The LANDSCAPE has always been part of my painting process. Canada, after all, is a country of landscapes. It is a country that produced many great landscape painters: Tom Thomson, The Group of Seven, Emily Carr, Reta Cowley, Dorothy Knowles to name a few.
There is the Ontario Northland, the Prairie, the West Coast images, made well known to us by these individuals. Having lived in every region of this great lone land, I too have been its victim, as a painter, succombing to its vastness.
But, I was never satisfied simply to record what I saw. Too often that’s what my work ended up being. What I was after, as with the figure, was to paint what I felt. And that I found difficult to do. Here was a challenge!

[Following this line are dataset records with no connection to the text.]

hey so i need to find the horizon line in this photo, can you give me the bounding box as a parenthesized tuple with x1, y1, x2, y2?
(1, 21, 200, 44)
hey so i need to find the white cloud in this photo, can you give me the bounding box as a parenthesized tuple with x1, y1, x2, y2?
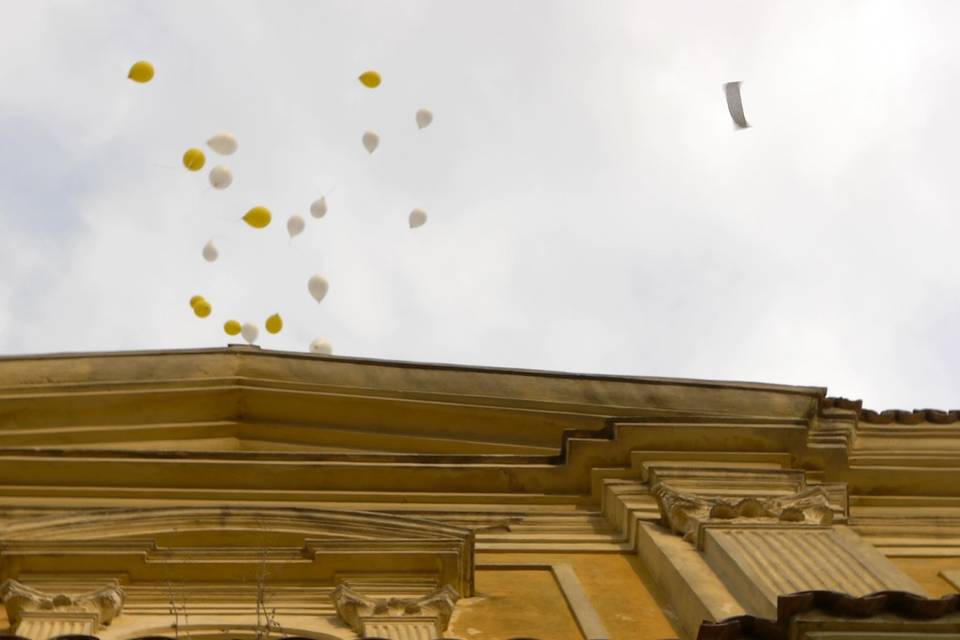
(0, 0, 957, 409)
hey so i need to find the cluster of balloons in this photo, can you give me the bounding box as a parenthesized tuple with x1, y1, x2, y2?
(189, 295, 212, 318)
(129, 62, 443, 356)
(357, 70, 433, 229)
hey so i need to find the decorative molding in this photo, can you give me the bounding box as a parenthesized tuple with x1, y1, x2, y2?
(652, 483, 834, 544)
(0, 579, 125, 640)
(331, 583, 459, 640)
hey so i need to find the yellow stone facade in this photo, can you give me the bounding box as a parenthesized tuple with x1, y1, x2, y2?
(0, 346, 957, 639)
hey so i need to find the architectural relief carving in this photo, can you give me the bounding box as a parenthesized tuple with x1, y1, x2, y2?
(0, 579, 126, 626)
(652, 483, 834, 543)
(331, 583, 459, 640)
(0, 579, 125, 640)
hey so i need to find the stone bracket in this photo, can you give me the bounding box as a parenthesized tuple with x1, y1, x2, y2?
(0, 579, 125, 640)
(331, 582, 459, 640)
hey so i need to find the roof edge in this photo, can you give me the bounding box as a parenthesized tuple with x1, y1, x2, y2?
(0, 345, 827, 397)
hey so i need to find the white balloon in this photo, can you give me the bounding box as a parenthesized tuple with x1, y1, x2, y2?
(408, 208, 427, 229)
(308, 274, 329, 303)
(309, 338, 333, 355)
(207, 133, 238, 155)
(202, 239, 219, 262)
(241, 322, 259, 344)
(208, 165, 233, 189)
(415, 108, 433, 129)
(310, 197, 328, 218)
(287, 214, 306, 238)
(362, 131, 380, 154)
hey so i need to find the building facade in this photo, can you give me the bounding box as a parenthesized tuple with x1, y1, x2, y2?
(0, 346, 957, 640)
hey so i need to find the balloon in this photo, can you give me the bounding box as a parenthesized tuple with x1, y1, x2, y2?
(193, 299, 212, 318)
(207, 133, 238, 155)
(243, 206, 272, 229)
(310, 197, 327, 219)
(409, 208, 427, 229)
(308, 275, 329, 303)
(358, 70, 381, 88)
(183, 148, 205, 171)
(265, 313, 283, 334)
(127, 61, 154, 83)
(209, 165, 233, 189)
(287, 214, 305, 238)
(415, 108, 433, 129)
(241, 322, 259, 344)
(202, 239, 219, 262)
(224, 319, 242, 336)
(724, 81, 750, 129)
(309, 339, 333, 355)
(189, 295, 205, 308)
(362, 131, 380, 154)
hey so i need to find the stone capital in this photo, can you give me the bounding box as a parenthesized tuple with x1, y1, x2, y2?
(331, 583, 459, 640)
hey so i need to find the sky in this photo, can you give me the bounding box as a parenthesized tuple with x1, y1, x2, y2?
(0, 1, 958, 410)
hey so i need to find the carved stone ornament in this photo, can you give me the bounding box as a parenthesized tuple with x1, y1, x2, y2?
(652, 483, 835, 544)
(0, 579, 126, 627)
(331, 582, 459, 638)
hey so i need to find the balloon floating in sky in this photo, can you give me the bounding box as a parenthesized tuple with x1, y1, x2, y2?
(182, 148, 206, 171)
(362, 131, 380, 154)
(308, 275, 329, 303)
(287, 214, 305, 238)
(310, 338, 333, 355)
(408, 208, 427, 229)
(209, 165, 233, 190)
(240, 322, 259, 344)
(202, 239, 219, 262)
(415, 108, 433, 129)
(724, 81, 750, 129)
(127, 60, 154, 83)
(265, 313, 283, 334)
(243, 206, 272, 229)
(358, 70, 381, 88)
(224, 319, 242, 336)
(190, 296, 212, 318)
(310, 197, 327, 219)
(207, 133, 238, 155)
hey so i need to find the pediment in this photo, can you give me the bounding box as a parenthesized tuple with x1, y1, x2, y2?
(0, 506, 471, 542)
(0, 507, 474, 595)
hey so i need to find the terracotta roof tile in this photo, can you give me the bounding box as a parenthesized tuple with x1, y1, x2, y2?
(697, 590, 960, 640)
(824, 397, 960, 424)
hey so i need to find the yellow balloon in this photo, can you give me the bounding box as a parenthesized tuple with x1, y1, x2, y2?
(189, 295, 205, 308)
(224, 319, 242, 336)
(358, 70, 381, 88)
(182, 148, 205, 171)
(193, 300, 212, 318)
(128, 60, 154, 83)
(243, 206, 272, 229)
(265, 313, 283, 334)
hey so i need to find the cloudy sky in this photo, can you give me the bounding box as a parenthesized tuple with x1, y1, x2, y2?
(0, 1, 957, 409)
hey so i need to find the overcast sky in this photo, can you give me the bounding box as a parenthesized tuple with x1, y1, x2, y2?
(0, 1, 957, 409)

The painting at right gave me a clue. It was really an underwash for a painting, with a simple calligraphic brush stroke across to represent an horizon line.
The “prairrie line” has been with me since the 1970’s when I first travelled by train to the West. I’ve used it often in drawings and paintings to represent a ‘background’, but never so deliberatly as I have here. The sky and foreground (field of turned earth) are wild rushes of wash-in underpainting. When I had achieved this, I saw that it “felt like” what I had witnessed from life. It opened my eyes to what was possible: landscape as non landscape. Landscape as a formal principle of art. Almost abstraction but alluding to what we see.
By chance, I turned it upside down (that image too, is shown here). Suddenly, I was seeing - no, “feeling” - what the vast prairie in winter felt like, with snow and dark sky. I was on to something. It was the beginning of what I wanted in all my work - Essence, Simplicity, Flatness, Feeling - a denial of subject matter as the main focus, interpretation as opposed to the litteral, bordering on abstraction but retaining the fine balance without becoming an abstract painting.